I agree that probably explains a lot of it.
However the cost to efficiency is not that large and may be worth the gains in conceptual clarity. First, the traditional implementation of QuickSort has an implicit (or virtual?) intermediate data structure, the function call tree. Second, I have limited understanding of lazy evaluation, but in a lazy language I believe ‘flatten’ would begin consuming the tree as it is still being built by ‘build’.
> First, the traditional implementation of QuickSort has an implicit (or virtual?) intermediate data structure, the function call tree.
That's a good point, but function calls have a constant cost in terms of stack frame allocation and deallocation.
> Second, I have limited understanding of lazy evaluation, but in a lazy language I believe ‘flatten’ would begin consuming the tree as it is still being built by ‘build’.
Yes, that is correct. The entire tree is not allocated at once, only the nodes that are actually needed, as well as dynamic data representing suspended computations of the rest of the data structure. But (again, ignoring compiler optimizations that would make them go away) these are allocations on the garbage-collected heap and thus incur GC costs and complexity.
Overall I agree that there would be value in illustrating algorithms by also showing the version that constructs the computation tree. But I don't think it should be the one presentation of the algorithm, only a device to further understanding of the "real" implementation.
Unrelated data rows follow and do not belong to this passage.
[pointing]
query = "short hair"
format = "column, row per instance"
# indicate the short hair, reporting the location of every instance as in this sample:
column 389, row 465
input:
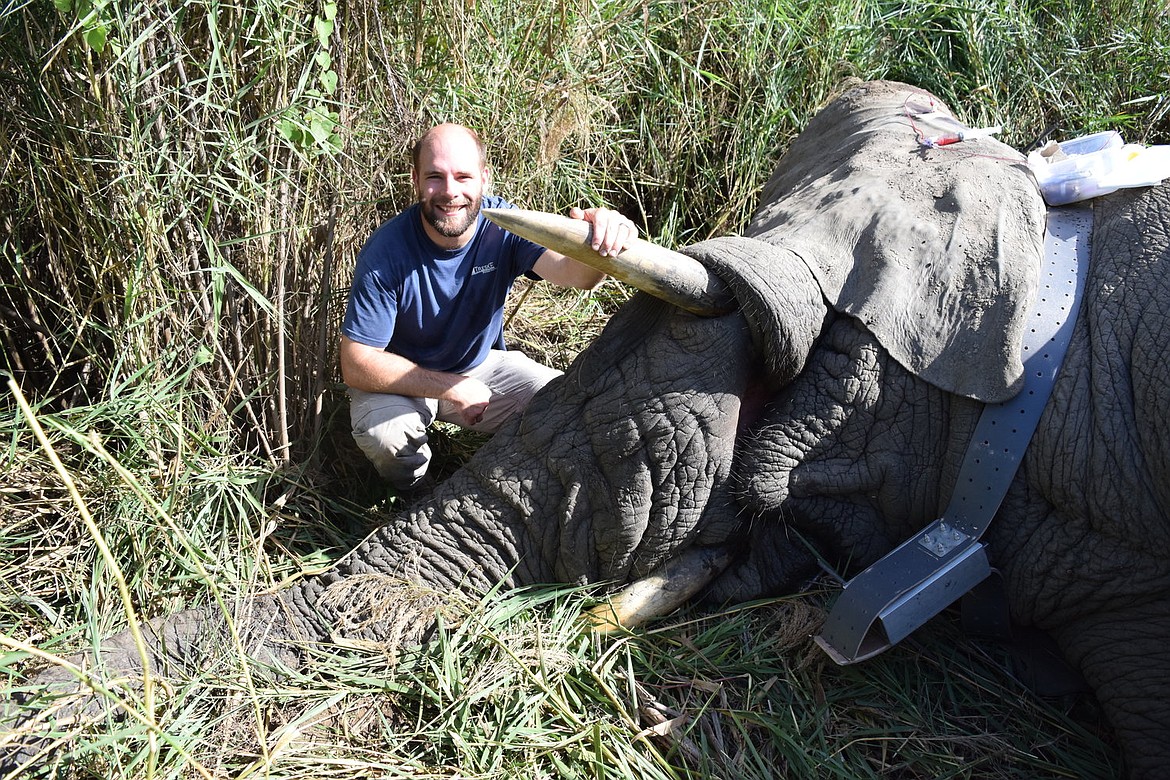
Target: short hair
column 425, row 139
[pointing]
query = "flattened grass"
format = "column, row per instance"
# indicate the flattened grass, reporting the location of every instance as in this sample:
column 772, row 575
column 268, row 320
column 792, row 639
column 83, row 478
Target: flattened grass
column 184, row 186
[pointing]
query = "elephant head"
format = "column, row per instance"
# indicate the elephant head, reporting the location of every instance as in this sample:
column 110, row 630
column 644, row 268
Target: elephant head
column 821, row 373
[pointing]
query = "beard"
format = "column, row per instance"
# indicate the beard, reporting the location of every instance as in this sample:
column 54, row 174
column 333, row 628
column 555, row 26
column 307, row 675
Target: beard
column 454, row 226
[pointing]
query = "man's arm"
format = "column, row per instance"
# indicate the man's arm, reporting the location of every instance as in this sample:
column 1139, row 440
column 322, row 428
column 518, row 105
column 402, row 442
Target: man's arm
column 376, row 371
column 611, row 234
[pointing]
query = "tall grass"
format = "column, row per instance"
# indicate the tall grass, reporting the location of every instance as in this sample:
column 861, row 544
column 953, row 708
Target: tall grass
column 184, row 186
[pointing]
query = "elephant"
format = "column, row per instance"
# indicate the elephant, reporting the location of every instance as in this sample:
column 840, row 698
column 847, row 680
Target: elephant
column 824, row 380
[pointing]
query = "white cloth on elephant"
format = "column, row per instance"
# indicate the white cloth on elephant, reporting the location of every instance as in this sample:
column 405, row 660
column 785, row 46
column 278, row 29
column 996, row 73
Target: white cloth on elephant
column 392, row 429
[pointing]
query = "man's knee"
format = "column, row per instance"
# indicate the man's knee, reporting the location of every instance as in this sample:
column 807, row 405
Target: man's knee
column 392, row 433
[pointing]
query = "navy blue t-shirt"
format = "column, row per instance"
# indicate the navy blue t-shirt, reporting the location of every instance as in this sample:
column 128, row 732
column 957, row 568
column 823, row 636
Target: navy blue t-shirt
column 441, row 309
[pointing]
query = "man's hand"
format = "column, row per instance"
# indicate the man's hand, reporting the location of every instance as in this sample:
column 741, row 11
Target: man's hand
column 612, row 232
column 470, row 398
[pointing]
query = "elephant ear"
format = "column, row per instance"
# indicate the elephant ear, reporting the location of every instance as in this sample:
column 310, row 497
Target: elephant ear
column 936, row 249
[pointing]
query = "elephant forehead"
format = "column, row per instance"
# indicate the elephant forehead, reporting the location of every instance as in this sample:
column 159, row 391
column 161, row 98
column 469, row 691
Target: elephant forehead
column 935, row 250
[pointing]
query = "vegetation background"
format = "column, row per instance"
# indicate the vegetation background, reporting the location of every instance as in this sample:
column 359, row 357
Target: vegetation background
column 184, row 186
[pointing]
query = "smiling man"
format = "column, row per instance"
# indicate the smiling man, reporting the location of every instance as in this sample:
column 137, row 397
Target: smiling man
column 422, row 337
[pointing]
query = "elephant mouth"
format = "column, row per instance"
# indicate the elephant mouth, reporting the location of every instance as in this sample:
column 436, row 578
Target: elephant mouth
column 672, row 276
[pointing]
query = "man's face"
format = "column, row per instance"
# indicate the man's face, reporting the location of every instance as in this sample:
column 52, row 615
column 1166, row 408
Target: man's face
column 449, row 181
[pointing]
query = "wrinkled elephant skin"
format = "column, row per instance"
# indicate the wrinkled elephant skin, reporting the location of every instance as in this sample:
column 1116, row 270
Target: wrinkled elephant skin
column 881, row 292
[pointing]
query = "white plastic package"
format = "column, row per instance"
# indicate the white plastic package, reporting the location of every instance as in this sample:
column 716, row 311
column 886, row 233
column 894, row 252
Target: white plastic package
column 1095, row 165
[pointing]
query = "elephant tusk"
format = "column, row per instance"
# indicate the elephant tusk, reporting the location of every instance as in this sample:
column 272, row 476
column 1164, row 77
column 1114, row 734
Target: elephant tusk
column 660, row 592
column 668, row 275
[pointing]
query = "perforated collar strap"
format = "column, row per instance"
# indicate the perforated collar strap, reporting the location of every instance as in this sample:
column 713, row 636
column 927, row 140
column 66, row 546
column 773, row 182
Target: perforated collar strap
column 927, row 573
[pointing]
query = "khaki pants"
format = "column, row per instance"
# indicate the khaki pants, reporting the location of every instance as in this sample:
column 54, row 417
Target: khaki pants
column 392, row 429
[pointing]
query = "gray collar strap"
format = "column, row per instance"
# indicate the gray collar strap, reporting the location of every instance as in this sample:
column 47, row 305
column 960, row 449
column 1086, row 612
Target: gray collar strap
column 927, row 573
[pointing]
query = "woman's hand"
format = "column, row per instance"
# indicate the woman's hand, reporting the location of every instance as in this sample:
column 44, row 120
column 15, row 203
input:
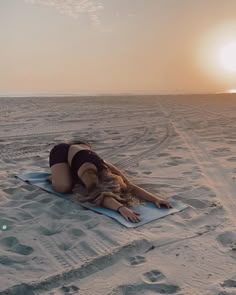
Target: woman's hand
column 163, row 202
column 129, row 215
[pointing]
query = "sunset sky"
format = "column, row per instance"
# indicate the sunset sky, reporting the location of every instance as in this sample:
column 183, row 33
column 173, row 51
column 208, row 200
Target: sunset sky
column 117, row 46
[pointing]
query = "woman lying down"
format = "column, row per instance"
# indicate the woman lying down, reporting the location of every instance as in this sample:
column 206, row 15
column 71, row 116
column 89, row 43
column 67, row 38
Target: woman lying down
column 113, row 190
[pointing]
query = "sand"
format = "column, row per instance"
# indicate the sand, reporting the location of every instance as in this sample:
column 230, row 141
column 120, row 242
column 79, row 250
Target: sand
column 181, row 147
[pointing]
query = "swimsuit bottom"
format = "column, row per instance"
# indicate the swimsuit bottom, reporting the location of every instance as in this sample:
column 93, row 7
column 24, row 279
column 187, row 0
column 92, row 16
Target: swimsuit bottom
column 59, row 154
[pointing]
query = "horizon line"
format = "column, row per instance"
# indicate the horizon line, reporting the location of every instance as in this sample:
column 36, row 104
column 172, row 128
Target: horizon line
column 109, row 94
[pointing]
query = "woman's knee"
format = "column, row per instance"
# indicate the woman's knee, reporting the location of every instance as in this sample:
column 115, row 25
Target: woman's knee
column 62, row 187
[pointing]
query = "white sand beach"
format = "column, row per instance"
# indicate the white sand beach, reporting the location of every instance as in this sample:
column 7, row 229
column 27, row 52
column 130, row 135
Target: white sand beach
column 180, row 147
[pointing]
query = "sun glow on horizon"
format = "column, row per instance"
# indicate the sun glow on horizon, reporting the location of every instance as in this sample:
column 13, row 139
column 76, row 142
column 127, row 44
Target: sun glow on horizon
column 228, row 57
column 231, row 91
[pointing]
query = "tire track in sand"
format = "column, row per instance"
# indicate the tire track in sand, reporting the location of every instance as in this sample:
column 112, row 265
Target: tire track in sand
column 213, row 172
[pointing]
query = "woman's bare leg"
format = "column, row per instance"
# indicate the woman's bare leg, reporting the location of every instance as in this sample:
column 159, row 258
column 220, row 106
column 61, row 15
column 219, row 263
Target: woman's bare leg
column 61, row 178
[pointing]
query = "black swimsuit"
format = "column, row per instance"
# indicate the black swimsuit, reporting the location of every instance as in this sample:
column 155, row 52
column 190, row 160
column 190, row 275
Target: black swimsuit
column 59, row 154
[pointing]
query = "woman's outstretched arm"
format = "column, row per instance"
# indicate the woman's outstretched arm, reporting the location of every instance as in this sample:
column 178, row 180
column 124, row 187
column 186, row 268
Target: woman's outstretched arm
column 111, row 203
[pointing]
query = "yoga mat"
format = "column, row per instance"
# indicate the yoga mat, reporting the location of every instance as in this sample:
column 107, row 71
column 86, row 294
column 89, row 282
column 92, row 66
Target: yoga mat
column 149, row 211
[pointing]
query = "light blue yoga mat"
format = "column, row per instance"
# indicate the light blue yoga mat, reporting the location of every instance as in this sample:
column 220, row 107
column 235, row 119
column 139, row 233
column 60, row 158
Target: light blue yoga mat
column 148, row 212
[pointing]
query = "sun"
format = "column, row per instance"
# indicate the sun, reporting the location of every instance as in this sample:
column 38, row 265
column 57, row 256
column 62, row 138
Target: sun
column 227, row 56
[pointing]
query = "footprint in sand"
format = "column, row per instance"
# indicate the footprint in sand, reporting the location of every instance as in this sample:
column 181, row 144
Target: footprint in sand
column 136, row 260
column 228, row 240
column 153, row 276
column 49, row 231
column 12, row 244
column 142, row 288
column 232, row 159
column 66, row 290
column 230, row 286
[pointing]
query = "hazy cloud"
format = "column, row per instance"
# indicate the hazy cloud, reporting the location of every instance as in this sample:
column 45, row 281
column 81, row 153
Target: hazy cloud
column 75, row 8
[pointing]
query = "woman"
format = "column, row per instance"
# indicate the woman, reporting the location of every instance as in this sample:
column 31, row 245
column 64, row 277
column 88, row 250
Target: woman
column 75, row 162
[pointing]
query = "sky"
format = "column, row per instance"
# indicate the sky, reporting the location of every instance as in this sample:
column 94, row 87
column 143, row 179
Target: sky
column 84, row 47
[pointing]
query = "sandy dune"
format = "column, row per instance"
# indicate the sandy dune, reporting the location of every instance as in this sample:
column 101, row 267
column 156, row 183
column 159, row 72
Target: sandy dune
column 178, row 146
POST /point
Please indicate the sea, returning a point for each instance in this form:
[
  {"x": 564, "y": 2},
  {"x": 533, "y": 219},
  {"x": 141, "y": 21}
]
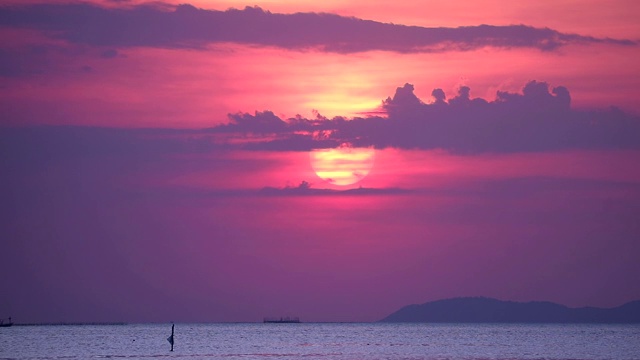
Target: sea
[{"x": 323, "y": 341}]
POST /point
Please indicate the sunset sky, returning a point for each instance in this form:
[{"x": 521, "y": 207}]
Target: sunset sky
[{"x": 331, "y": 160}]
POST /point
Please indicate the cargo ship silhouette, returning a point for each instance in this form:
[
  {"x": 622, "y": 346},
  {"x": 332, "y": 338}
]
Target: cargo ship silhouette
[{"x": 282, "y": 320}]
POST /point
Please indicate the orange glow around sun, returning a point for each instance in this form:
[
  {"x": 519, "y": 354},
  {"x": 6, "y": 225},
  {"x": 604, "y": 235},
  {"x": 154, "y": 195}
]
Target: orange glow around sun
[{"x": 342, "y": 166}]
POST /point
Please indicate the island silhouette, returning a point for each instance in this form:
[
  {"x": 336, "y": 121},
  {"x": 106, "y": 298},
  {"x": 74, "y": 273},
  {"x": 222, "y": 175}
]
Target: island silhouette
[{"x": 488, "y": 310}]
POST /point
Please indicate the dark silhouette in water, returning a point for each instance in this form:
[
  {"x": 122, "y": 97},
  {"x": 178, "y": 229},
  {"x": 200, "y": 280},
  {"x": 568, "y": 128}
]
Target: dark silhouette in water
[{"x": 170, "y": 338}]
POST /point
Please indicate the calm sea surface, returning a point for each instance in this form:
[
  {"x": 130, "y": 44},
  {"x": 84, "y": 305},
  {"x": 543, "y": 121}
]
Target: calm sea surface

Yes, definitely. For example, the explanation of MergeSort in CLRS’s “Introduction to Algorithms” has a figure which shows tree a of lists being transformed into another shorter tree of lists where the lower nodes have been merged.
Funny how the author gave this talk in honor of Felleisen's on his 60th birthday. "Hi, to honor you I'll talk about how one of your better known works is incomplete and only shows half of the picture".
I started reading HTDP long ago but at the time I made the huge mistake of taking a detour to learn Racket, and later Scheme... HTDP provides small languages just to save students from the herculean effort of having to learn a whole programming language and environment. Way to miss the point.
Anyway, there's some associated documentation on the Racket site about a library called "2htdp/universe" [1]. The architecture described is very close to the so called "ELM architecture" [2] or even Redux [3]. Probably (maybe?) there's no relation though, since coming to this architecture appears to be really natural when working with functional programming languages.
Newton's "..standing on the shoulders of giants..." was a dig at Hook (who was short). It's Isaac being an arrogant jerk, which he was in spades. (Even if he revolutionized thinking in a number of areas.) It's not a statement of humbleness..
I don't know, I heard this interpretation before but honestly the phrase makes sense when interpreted the other way around too, so way not just take the first meaning.
The dig at Hook is a fun knowledge nugget anyway, that silly Isaac. :-p
Something along these lines is still present, I think, in HtDP, at least in the Chapter about abstractions (16.1, 16.5, and 16.6).
Basically, when designing a function one can use existing abstractions (or, I would add, design her own abstraction) whose whole signature, output included, matches the purpose and signature of the function to be designed.
So, if the problem at hand is to design a function that takes a natural number and produces a list, that calls for using the built-in `build-list`, whose signature is `N [N -> X] -> [List-of X]`. Or if the output of a function on lists is a Boolean value, one has to keep an eye on `ormap`/`andmap`, etc. So the output is also essential to choose the suitable abstraction.
I'm pretty sure the ads are not put up by the author by WordPress.com. According to their pricing page[1], they "sometimes" display ads on blogs to cover costs.
As a follow-up, I think the humor is that I imagine this blog might have valuable information, but you’re turning off your target audience with low-brow ads.
For the record, the ads are all Wordpress's doing, not mine. I have no control over them, and derive no benefit from them (on the contrary, they put me off too!).